# tame the mane!



## Loisiana (Jul 29, 2009)

I've spent the past month learning how to straighten out Phoenix's coat along the back - it was starting to stick out in every direction. 

Now that I'm feeling competent in that, I'm ready to start attacking the neck area. He's growing out a heavy mane that could use some work, especially along the sides where it is sticking out. What tools/techniques do you guys use on that area?


----------



## Megora (Jun 7, 2010)

I'll start to give you a bump up - hopefully more experienced people here see and chip in. 

You can use a Mars King on there to thin it out. <- That's all I use? 

Start up with the area behind/under the ears - you want him to still have a ruff and not have an hour glass shape (head and shoulders) - so try to avoid that while thinning it out going straight down to the shoulders, bringing the shoulders in to the chest, and thinning down the neck. 

See arrows in the Jacks' pic.

Stop every little bit to brush and make sure you're not overdoing it. 

I don't really like using thinning shears on the ruff - but I know some people prefer that.

*** Should add... I don't take that much off Jacks, even though I definitely do thin his mane (especially right over his throat where it is the thickest, otherwise he'll get yeasty stuff growing there). 
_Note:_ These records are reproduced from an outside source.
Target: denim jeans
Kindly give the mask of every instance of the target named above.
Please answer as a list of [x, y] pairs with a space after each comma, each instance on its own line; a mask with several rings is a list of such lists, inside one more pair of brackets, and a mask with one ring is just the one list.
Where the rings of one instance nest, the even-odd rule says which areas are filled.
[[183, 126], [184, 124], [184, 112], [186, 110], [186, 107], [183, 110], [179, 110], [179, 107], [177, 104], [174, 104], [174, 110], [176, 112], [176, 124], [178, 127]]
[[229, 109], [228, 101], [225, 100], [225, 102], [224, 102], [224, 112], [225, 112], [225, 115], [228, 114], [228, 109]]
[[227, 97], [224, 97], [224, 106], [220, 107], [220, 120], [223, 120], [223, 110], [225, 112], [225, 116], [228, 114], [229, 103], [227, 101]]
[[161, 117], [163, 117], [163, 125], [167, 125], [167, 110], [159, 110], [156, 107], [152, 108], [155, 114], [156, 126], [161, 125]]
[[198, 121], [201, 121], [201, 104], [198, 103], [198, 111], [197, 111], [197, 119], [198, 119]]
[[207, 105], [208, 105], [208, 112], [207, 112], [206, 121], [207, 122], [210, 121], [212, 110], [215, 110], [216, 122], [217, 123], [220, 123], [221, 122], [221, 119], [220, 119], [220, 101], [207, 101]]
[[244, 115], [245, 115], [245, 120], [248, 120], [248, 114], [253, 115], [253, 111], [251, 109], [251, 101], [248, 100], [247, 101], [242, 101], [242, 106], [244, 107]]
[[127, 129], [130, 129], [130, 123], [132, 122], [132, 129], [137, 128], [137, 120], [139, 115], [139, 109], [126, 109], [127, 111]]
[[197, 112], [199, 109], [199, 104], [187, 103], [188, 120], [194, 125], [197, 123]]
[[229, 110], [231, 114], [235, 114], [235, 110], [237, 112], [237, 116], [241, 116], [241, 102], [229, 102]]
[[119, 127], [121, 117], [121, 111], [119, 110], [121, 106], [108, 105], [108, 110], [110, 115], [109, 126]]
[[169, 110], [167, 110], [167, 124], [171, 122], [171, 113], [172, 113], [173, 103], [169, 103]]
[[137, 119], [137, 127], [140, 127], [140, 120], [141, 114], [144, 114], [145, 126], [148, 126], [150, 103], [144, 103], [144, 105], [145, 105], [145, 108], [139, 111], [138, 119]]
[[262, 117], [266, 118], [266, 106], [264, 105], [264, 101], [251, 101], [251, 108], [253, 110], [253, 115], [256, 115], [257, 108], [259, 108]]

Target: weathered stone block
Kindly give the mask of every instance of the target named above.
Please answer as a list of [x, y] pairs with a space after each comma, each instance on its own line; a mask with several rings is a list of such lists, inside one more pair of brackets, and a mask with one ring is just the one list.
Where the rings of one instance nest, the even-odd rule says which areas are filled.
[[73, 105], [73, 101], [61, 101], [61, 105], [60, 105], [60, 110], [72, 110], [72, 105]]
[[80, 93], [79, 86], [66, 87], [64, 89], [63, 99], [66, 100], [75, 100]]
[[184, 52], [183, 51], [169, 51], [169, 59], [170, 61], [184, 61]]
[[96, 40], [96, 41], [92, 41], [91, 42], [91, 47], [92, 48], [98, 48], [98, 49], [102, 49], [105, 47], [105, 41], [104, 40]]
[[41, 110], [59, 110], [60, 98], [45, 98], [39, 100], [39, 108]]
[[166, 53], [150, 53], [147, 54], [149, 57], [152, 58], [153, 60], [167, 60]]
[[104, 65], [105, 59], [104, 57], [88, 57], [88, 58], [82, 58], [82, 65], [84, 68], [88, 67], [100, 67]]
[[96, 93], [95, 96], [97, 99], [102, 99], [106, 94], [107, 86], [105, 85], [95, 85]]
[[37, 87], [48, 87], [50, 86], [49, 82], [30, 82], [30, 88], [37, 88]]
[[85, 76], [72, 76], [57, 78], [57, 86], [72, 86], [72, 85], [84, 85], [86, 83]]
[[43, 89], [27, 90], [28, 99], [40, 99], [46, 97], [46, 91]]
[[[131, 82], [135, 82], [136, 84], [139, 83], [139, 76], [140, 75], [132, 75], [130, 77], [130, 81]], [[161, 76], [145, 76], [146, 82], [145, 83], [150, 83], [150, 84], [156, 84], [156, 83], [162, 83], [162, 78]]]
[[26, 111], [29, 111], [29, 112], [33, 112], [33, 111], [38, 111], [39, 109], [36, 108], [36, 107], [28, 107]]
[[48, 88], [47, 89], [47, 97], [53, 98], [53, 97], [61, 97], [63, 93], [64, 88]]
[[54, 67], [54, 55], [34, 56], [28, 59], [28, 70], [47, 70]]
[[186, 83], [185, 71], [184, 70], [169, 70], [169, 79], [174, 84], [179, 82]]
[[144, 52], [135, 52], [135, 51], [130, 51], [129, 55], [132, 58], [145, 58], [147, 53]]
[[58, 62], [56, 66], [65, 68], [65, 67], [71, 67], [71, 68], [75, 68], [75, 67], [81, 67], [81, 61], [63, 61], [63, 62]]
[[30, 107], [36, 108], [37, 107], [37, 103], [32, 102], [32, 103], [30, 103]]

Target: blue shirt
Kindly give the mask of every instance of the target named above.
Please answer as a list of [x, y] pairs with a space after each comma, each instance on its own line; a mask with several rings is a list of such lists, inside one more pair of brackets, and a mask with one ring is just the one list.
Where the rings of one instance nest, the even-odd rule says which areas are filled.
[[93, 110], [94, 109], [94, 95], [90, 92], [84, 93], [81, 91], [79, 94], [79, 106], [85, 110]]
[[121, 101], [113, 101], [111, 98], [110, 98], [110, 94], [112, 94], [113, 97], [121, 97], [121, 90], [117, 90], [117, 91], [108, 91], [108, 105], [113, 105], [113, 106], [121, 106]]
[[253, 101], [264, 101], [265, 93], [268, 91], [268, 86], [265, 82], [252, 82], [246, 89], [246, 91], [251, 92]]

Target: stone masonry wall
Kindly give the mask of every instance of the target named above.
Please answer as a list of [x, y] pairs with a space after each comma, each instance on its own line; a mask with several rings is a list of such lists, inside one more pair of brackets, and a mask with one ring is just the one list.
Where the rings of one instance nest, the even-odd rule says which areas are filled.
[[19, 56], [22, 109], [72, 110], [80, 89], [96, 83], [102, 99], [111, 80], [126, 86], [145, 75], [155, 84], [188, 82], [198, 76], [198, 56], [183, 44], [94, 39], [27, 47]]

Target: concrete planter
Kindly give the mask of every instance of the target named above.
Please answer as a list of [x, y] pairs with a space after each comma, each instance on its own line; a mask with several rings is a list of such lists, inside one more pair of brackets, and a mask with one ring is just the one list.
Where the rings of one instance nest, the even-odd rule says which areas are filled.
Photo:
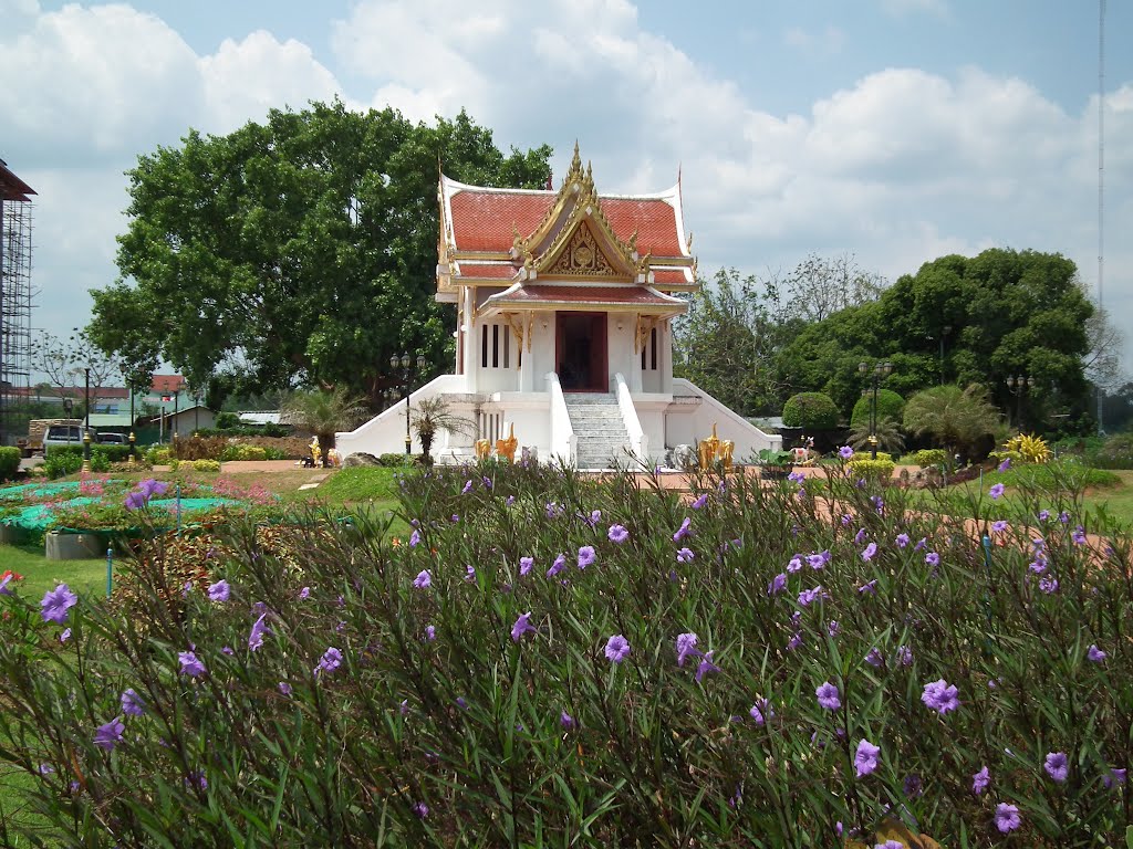
[[49, 560], [90, 560], [107, 556], [107, 542], [96, 533], [49, 533], [44, 542]]

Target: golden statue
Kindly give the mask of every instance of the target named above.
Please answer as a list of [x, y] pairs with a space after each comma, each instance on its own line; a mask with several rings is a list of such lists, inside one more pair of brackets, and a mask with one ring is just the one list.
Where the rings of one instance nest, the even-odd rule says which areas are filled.
[[732, 454], [735, 452], [735, 443], [731, 439], [722, 439], [716, 449], [716, 457], [724, 464], [724, 473], [732, 471]]
[[516, 448], [519, 446], [519, 440], [516, 439], [516, 422], [512, 422], [509, 427], [506, 439], [496, 439], [496, 456], [505, 457], [509, 463], [516, 462]]
[[716, 462], [716, 452], [719, 449], [719, 437], [716, 436], [716, 422], [712, 423], [712, 436], [701, 439], [697, 446], [697, 458], [700, 461], [700, 469], [707, 470]]

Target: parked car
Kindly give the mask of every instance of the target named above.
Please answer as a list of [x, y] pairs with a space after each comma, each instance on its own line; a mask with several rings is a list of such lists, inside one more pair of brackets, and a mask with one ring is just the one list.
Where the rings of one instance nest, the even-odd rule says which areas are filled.
[[79, 424], [49, 424], [43, 434], [43, 455], [50, 454], [54, 447], [82, 444], [83, 428]]

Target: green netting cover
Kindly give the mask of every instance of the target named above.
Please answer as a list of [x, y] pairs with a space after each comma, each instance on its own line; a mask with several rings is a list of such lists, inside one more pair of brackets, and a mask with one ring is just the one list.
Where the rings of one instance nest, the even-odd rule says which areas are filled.
[[[51, 524], [51, 514], [56, 507], [82, 507], [85, 504], [97, 504], [101, 498], [91, 497], [79, 497], [71, 498], [67, 501], [46, 504], [33, 504], [29, 507], [25, 507], [22, 512], [8, 516], [2, 521], [2, 524], [12, 525], [15, 528], [22, 528], [26, 531], [44, 531], [48, 525]], [[231, 498], [182, 498], [181, 499], [181, 513], [199, 513], [201, 511], [214, 509], [216, 507], [231, 507], [239, 506], [241, 503], [233, 500]], [[162, 509], [173, 515], [177, 511], [177, 499], [176, 498], [162, 498], [150, 501], [150, 507], [152, 509]], [[87, 532], [91, 529], [86, 528], [60, 528], [60, 531], [84, 531]]]

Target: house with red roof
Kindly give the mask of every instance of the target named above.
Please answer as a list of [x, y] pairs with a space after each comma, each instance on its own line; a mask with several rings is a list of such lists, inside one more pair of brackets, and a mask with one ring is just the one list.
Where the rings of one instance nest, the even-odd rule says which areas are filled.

The lady helping me with Bertie - she's a lot more energetic stripping out the neck.


----------



## elly (Nov 21, 2010)

Personally I like using thinning shears, ..one cut close to the breast bone and comb to assess..,it's amazing how much difference each single cut can make so be careful to keep checking! I start from the base and work up towards the neck..starting in the centre..and then work outward to the left and keep repeating until I get to the shoulder or wherever the mane ends that you want to tidy, always starting at the bottom working up and then when I reach the outer edge I start just right to the breastbone and do the same again. THEN I go downwards starting at the ventre breastbne again to give a more natural look and get rid of any straggly extras. This avoids a choppy look too. Chester has a king if manes and this works well. 
Invest in a good pair of shears if you choose this method...it makes it so much easier and nicer. 
I like this site Golden Retriever, how to groom, Step 2
And this Morningsage Goldens Grooming
And the videos of this guy Grooming Golden Retriever - The Winning Way - YouTube

Take what you want and works for you best from them all and you will find a way that works for you and your dog. 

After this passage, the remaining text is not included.